Elites of Eden (Children of Eden #2)(23)



I turn instead to our founding father, Aaron Al-Baz. There’s a ton of information on him, all of it laudatory. It reads more like a legend than pure history. Like every child in Eden I learned this all before, but now that I know I’m living in the great man’s house, it seems closer, more vital.

I read how Al-Baz was mocked as a young man for his radical beliefs in the coming end of the world. Still he attracted many followers, even as others condemned him and found fault in his science. He suffered deep humiliation as he was ostracized from the scientific community, his theories about man’s doomed interaction with the Earth torn to shreds.

Breathless, I read about his self-imposed exile as he heroically dedicated his life to saving the planet. He was so secretive during that time that there are few facts, only anecdotes. He was trying to stop world governments from approving policies that were killing the environment—and from what I can gather, his methods were not 100 percent above the law. When the heads of nations wouldn’t listen, he forced them to listen. In that newly burgeoning digital age when everything on the planet was already well on its way to being linked, a skilled computer scientist could force governments to pay attention.

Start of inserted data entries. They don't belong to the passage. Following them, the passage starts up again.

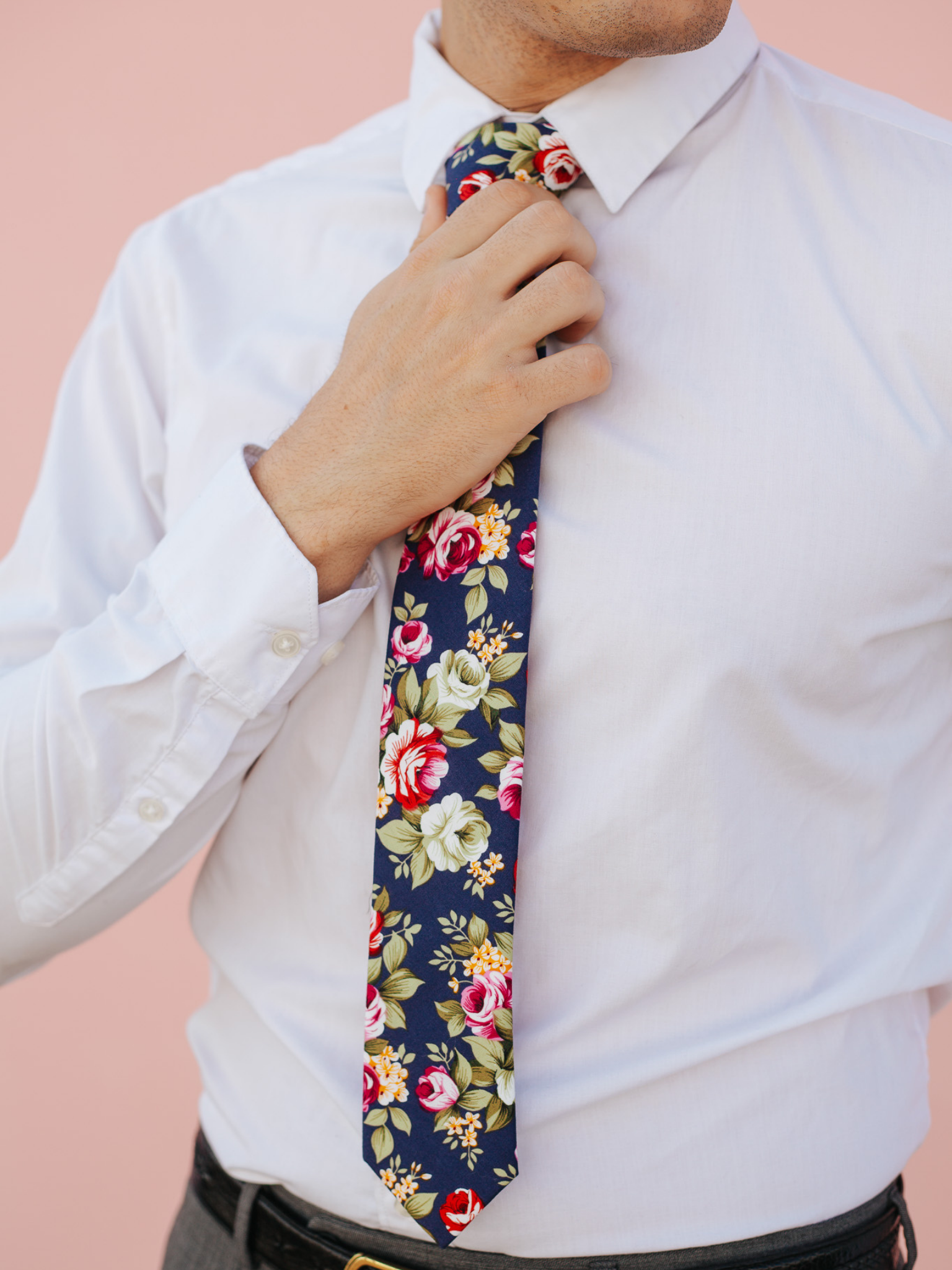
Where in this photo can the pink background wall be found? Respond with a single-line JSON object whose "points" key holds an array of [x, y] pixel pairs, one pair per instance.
{"points": [[110, 112]]}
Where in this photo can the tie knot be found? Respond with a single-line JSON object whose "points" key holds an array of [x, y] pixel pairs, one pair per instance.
{"points": [[534, 153]]}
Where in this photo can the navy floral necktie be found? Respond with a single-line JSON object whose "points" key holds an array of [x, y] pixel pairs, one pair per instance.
{"points": [[439, 1085]]}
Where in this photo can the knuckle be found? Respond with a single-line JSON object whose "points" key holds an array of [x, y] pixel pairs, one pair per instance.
{"points": [[573, 278], [511, 193], [547, 216]]}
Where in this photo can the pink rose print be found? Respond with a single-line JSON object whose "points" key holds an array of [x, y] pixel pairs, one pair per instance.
{"points": [[376, 931], [414, 763], [437, 1090], [488, 992], [557, 163], [511, 786], [371, 1086], [386, 709], [460, 1208], [376, 1018], [451, 544], [526, 546], [410, 642], [475, 182]]}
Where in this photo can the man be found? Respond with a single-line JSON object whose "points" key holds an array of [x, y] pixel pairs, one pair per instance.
{"points": [[734, 893]]}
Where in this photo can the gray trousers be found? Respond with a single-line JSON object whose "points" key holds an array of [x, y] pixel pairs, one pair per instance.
{"points": [[200, 1242]]}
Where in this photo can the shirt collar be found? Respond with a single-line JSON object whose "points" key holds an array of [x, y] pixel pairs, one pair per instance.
{"points": [[620, 127]]}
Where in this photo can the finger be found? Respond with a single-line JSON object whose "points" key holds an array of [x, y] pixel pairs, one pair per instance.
{"points": [[540, 235], [434, 214], [482, 215], [563, 299], [573, 375]]}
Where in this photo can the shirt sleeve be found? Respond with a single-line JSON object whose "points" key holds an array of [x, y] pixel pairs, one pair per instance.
{"points": [[143, 670]]}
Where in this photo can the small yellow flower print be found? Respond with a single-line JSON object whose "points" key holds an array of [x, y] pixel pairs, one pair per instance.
{"points": [[391, 1075], [488, 958], [493, 534], [407, 1188]]}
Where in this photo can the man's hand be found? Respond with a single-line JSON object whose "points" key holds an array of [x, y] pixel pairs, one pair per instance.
{"points": [[438, 378]]}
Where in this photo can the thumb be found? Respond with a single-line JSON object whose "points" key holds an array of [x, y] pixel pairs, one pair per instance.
{"points": [[434, 213]]}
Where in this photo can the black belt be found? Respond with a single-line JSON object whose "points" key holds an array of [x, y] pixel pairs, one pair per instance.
{"points": [[280, 1237]]}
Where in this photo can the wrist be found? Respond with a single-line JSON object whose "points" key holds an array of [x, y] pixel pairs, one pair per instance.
{"points": [[327, 530]]}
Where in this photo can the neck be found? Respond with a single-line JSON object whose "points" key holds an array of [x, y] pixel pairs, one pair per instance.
{"points": [[508, 61]]}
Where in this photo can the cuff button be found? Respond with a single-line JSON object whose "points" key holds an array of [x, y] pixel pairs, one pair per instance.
{"points": [[286, 644], [151, 809]]}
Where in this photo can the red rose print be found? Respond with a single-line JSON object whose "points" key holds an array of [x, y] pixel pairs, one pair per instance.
{"points": [[376, 1018], [475, 182], [526, 546], [460, 1208], [386, 709], [437, 1090], [410, 642], [371, 1086], [557, 163], [488, 992], [451, 544], [414, 763], [511, 786], [376, 931]]}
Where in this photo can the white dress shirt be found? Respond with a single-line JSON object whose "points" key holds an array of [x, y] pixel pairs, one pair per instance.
{"points": [[735, 886]]}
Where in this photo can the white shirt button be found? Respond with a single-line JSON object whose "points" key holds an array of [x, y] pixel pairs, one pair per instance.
{"points": [[286, 644], [333, 653], [151, 809]]}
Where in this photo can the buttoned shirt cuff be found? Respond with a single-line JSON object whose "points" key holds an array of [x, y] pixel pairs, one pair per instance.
{"points": [[242, 597]]}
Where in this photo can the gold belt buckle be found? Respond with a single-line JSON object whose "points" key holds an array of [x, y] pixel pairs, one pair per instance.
{"points": [[358, 1261]]}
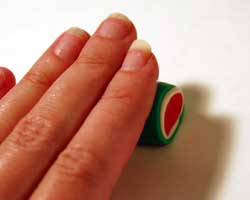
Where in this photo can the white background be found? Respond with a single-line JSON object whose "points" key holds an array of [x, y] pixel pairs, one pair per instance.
{"points": [[201, 45]]}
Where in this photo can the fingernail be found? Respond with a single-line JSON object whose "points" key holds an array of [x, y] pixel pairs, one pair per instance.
{"points": [[116, 26], [137, 56], [2, 78], [70, 44]]}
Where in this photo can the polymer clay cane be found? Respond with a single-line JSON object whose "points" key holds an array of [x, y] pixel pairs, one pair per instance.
{"points": [[165, 117]]}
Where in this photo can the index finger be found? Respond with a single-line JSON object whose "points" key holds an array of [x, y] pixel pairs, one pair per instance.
{"points": [[93, 160]]}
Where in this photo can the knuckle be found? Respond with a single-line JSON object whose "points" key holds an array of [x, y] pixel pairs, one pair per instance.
{"points": [[125, 96], [37, 77], [32, 132], [77, 162], [93, 60]]}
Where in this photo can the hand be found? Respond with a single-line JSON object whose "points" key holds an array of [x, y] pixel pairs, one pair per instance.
{"points": [[70, 125]]}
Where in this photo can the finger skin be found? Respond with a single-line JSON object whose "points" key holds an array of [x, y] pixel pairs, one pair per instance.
{"points": [[92, 162], [34, 84], [47, 128], [7, 81]]}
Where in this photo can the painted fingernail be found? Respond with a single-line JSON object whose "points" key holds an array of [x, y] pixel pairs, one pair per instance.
{"points": [[70, 44], [137, 56], [116, 26], [2, 78]]}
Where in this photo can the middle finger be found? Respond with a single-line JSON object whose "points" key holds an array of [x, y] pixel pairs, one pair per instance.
{"points": [[43, 133]]}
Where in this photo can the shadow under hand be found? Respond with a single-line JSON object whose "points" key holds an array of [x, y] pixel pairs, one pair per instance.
{"points": [[190, 168]]}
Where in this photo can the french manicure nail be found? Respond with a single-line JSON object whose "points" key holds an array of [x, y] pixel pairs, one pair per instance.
{"points": [[137, 56], [116, 26], [70, 44]]}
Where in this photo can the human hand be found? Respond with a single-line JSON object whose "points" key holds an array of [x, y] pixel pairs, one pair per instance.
{"points": [[70, 125]]}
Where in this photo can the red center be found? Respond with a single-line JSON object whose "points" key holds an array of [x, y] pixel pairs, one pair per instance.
{"points": [[172, 112]]}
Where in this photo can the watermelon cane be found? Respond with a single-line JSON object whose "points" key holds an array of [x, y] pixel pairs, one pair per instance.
{"points": [[165, 117]]}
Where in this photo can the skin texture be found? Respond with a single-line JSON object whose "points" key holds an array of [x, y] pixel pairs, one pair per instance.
{"points": [[62, 138]]}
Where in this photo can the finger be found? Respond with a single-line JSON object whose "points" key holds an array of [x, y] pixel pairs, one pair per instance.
{"points": [[45, 71], [93, 160], [44, 132], [7, 81]]}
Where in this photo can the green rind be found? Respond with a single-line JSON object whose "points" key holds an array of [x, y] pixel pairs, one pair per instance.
{"points": [[152, 133]]}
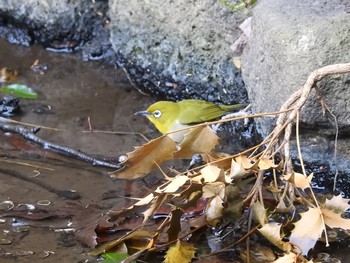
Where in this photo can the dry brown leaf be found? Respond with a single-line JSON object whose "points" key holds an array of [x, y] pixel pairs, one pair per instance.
{"points": [[144, 158], [8, 75], [299, 180], [334, 219], [201, 139], [157, 202], [246, 162], [214, 211], [265, 164], [181, 252], [259, 213], [287, 258], [308, 229], [145, 201], [214, 189], [237, 171], [212, 173], [272, 232], [175, 225], [258, 254], [174, 184], [337, 203]]}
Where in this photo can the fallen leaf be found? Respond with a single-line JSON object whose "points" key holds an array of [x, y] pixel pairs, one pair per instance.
{"points": [[181, 252], [337, 203], [214, 189], [212, 173], [174, 184], [156, 203], [175, 226], [272, 232], [8, 75], [287, 258], [237, 171], [259, 213], [214, 210], [146, 157], [308, 229], [265, 164], [299, 180]]}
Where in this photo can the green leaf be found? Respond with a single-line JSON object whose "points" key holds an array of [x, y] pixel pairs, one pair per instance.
{"points": [[113, 257], [20, 91]]}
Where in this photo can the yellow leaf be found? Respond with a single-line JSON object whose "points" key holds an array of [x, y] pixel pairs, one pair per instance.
{"points": [[272, 232], [174, 185], [338, 203], [259, 213], [182, 252], [157, 202], [214, 189], [145, 201], [214, 210], [299, 180], [334, 219], [143, 159], [237, 171], [201, 139], [308, 229], [287, 258], [265, 164], [246, 162]]}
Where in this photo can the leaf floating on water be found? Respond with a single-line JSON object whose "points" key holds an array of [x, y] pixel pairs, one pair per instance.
{"points": [[308, 229], [181, 252], [20, 91], [299, 180], [272, 232], [8, 75], [113, 257], [146, 157]]}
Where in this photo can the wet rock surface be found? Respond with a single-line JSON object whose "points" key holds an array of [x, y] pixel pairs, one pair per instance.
{"points": [[186, 44], [289, 40], [172, 50]]}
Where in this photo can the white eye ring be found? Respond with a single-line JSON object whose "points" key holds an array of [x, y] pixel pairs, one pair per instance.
{"points": [[157, 113]]}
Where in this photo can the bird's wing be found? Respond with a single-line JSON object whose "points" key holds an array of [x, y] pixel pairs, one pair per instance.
{"points": [[193, 111]]}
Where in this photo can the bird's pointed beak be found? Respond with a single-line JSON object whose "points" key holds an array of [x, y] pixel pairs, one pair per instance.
{"points": [[142, 113]]}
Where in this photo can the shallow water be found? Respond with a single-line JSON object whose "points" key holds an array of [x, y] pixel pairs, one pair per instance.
{"points": [[73, 95]]}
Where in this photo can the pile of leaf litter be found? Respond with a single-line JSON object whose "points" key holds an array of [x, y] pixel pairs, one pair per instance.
{"points": [[256, 190], [257, 207]]}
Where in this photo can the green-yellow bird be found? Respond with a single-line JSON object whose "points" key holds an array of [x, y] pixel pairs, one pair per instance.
{"points": [[169, 116]]}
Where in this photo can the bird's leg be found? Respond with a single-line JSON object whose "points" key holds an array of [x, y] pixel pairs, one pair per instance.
{"points": [[245, 112]]}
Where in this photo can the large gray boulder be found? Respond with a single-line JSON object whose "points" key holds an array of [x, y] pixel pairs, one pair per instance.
{"points": [[179, 49], [289, 40]]}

They called his methods hacking, techno-terrorism, cyber-guerrilla warfare. But he never harmed a soul, not a person or beast or plant. Unlike the world governments and the destructive weapons and technology they controlled. Al-Baz only took over systems to prove his point, to make people see that they were on a path to destruction—and offer them an alternative. For his pains, he was questioned multiple times and placed under house arrest, his assets frozen.

Somehow he escaped prison for many years. Then came the Ecofail.

According to the history I am reading, the world governments were about to launch their mission to alter the atmosphere to fight global warming. A laudable ambition, though Al-Baz told them it wouldn’t work. He tried to stop them, attacking the system that would launch the particles into the atmosphere. But he failed, and was thrown in prison, and while he was captive the Earth died. By the time his followers broke him out, there was barely time to implement his long-term plan, the work of his lifetime: Eden. He activated the program that turned all of the world’s technology toward two linked goals—reviving the planet and saving mankind.

In an act of great nobility he saved the people who betrayed him and the Earth—or as many as he could. He preserved the humans who had been unable to care for their own planet. Al-Baz gave us all a second chance, an opportunity to do penance for our selfishness, our stupidity.

And I’ve lived in his house all my life, and never knew it.

As soon as Mom comes home—before either Ash or Dad—I pounce with questions. “How did we end up living in Aaron Al-Baz’s house?”

“Can we talk about it later?” she asks. There are dark circles under her eyes, and her hair is uncharacteristically messy, with strands flying crazily out of her usually tight twist. “We have a lot of other things to discuss.”

“No, this is important,” I say. “How could I not know?”

She shrugs. “It isn’t a big deal. We’re distant relations, through his sister, I think. But it was a long time ago. How did you find out?”

I didn’t quite think that one through, but she doesn’t seem to notice the long pause before I say, “I came across a mention in an old history of Eden. Is there anything here that belonged to him?”

“Oh, no,” she says quickly. “It was so long ago.”

“Not really. Two hundred years isn’t that many generations.”

She won’t tell me any more, and immediately changes the subject.

“Your lenses are ready to be implanted.”

I hurl myself into her arms. She’s a little taken aback, and I realize she’s expecting me to still be upset at leaving home. I am, of course, but to my chagrin the first thing I think of is that I’ll be more easily able to walk the streets safely when I sneak out tonight to see Lark. With my eyes looking flat like everyone else’s, and what’s more keyed to someone else’s identity, I can walk past any Greenshirt without a qualm.

“When do we leave?” I ask.

“Oh, they’re ready, but your surgery won’t be for a little while. Another couple of days at least.”

“And with them I can pass as an official citizen, a firstborn?”

She nods. “These will be a huge step up from the black market lenses criminals use. They can’t access all of the technology. Some things, like the filter for the altered sun rays, and the identity chip, work okay on the cheap, removable lenses. But there are deeper layers that no one has been able to suss out . . . until we found someone brilliant. Normally, the lenses are manufactured in a factory, and then sent to the Center for further modification by EcoPan. The cybersurgeon we found managed to hack into the Center to get the exact specifications. You don’t have to worry. They’ll work perfectly. Lots of other second children aren’t as lucky as you.”

“Lots?” I repeat. This is the first I’ve ever heard of other second children. What a day for revelations.

“A few, yes, but others use the cheap, removable lenses too. My sources don’t talk much, as you might imagine. But from what I gather there are criminals using lower-quality fake lenses, rebels, cheating husbands and wives . . .”

So I’m in great company. But back to the second children. “How many of us are there?” I ask.